在他们这样交易的背后,一些农民挥舞着锄头,在那里辛苦耕耘;一些年轻的、面容清秀的人,在那里读着腐烂的、蛆虫乱爬的书籍;一些脑满肠肥的商人,在一些手持十字架的人面前点头哈腰、卑躬屈膝。

    镜头骤然停下,而王洛再次开口了。

    “我知道,张知县只是打前站的,某些人,还准备了别的手段来干扰这次聚会。”

    “他们怕嘛,如果大家认清了真正的敌人,统一了认识,团结起来一致对外,他们还怎么仗势欺人、作威作福?还怎么保住现有的地位?”

    “对这些人,我希望他们能做到的只有一点:尽快认清错误。”

    “我们真正的敌人,从来不是彼此,从来不在内部,从来都是外人!”

    “那些敌人,几百年前就来抢劫我们!而到今天为止,我们也没有给予他们任何的回报!倒是有很多人,现在还像几百年前一样,想当他们的仆人呢!”

    “有人听我这么说,就在那里不以为然。说什么‘过去的都过去了’、‘现在和平与发展才是主流’。
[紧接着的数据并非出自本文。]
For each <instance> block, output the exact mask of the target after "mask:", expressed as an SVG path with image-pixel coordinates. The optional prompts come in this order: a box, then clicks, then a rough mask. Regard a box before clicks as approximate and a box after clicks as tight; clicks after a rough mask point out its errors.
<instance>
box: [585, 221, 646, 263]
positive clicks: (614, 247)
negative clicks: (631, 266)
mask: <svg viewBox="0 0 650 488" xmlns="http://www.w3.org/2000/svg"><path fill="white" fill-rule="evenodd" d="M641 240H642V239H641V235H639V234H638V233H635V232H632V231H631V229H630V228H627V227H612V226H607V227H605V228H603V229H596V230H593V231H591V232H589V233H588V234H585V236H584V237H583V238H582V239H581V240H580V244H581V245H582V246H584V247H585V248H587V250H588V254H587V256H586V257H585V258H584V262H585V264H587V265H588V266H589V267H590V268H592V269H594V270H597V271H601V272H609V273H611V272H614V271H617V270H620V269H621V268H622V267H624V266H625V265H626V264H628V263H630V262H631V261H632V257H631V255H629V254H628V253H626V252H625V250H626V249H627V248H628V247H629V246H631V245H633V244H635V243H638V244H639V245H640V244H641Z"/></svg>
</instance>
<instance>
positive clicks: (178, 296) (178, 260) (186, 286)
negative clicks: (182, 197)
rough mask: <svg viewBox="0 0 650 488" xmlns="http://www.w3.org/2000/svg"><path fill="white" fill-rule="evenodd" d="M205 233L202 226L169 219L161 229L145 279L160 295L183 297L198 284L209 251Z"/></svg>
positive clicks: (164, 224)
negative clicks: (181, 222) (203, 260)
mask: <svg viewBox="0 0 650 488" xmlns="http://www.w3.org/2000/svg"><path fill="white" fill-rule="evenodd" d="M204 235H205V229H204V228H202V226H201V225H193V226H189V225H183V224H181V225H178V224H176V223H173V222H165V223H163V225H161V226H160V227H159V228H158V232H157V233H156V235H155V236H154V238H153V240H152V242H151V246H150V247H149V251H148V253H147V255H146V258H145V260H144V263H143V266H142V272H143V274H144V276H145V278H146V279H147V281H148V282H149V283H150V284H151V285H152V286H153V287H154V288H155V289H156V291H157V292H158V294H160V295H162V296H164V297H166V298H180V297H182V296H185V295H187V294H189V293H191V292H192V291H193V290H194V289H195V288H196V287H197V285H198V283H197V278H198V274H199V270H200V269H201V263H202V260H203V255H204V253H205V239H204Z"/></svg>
我告诉你们,这话谁最喜欢听?外部的那些罪犯!”

    “他们犯了罪,抢劫了我们,当然就喜欢‘过去的都过去了!’强盗抢劫完了,年老体衰了,一天比一天弱了,他不呼吁和平谁呼吁和平?这就叫‘强则四处劫掠,弱则呼吁和平!’”

    听到王洛这么说,周围响起一片笑声。

    王洛环视了他们一圈,继续说了下去。“我知道,有人听到我这么说,就会开始讲歪理了。说什么:‘那要不要把几千年前的仇也都报了啊,那也是强盗的子孙啊’这一类的屁话。”

    “在这里,我要提出一个大原则:弱者,没有资格去原谅冒犯过自己的人。”

    “原谅这种事呢,要么是犯错的人已经用行动———而非语言,表达出了充分的歉意;要么是被侵犯者已经强大到可以完全蔑视犯错者的地步了。”

    “只有在这两种情况下,原谅才是可行的———而如果被侵犯者还很弱,而犯错者很强。那么,原谅,就会在犯错者的心中产生这样的一系列印象:‘怯懦’、‘畏惧’、‘下贱’。”

    “而在条件不具备的情况下,胡乱去‘原谅’那些曾经冒犯过我们的人,就相当于鼓励他们来继续冒犯我们!”

    “就相当于对他们说:冒犯也没关系!那个傻子总会原谅我们的!”

    “这种原谅,是一种罪行,‘擅自原谅罪’。”

    “这可不是人类制定的渺小律法,而是这个世界的规律。凡是喜欢‘擅自原谅’别人的,都会接二连三,遭受到一次又一次的侵犯———因为他下贱啊!”

    说到这里,王洛一反之前的平静,拍了一下桌子。“大家说,我们能做这样的事情吗?”

    “古代的那些敌人,为什么我们可以不在乎他们?因为我们已经赢了啊!已经击败了他们啊!”

    “而现在的这些敌人,依旧在那里活的好好的。他们手中,还掌握着大量从我们手中抢劫过去的资源。他们甚至还一边用抢掠来的资源在那里享受,一边在那里对我们指手画脚!同胞们!那些资源,那些财富,本来都应该是我们的啊!”

    “擅自原谅这样的敌人,然后在那里因为自己的行为而感动、而疯狂的爱着自己———这样的人有多愚蠢!多可怜!?”

    他这样说了之后,台下的某些人开始变得咬牙切齿了起来,有些更是涕泪横流起来。

    “而有些人,敌人尚在,不想着怎么洗刷过去的耻辱,不想着击败敌人,却把自己的同胞当作敌人!这样的人,你们不觉得可笑吗?”

    这时候,王洛面前不远处,有名须发皆白的官员开口了。

    “大人,您是想对他们宣战吗?”

    王洛看向他。“宣战?”

    在他身后的屏幕上随即又出现了一段视屏。

    在上面,两朵巨大的蘑菇云腾空而起。之后,镜头拉近,一只鹰和一头熊出现在蘑菇云前,各自目露凶光。

    王洛的声音随即响了起来:

    “谁说有敌意就要宣战了?战争是最残酷,最极端,最剧烈的手段,也是最后的手段。要对抗,要展露敌意,难道就非它不可吗?”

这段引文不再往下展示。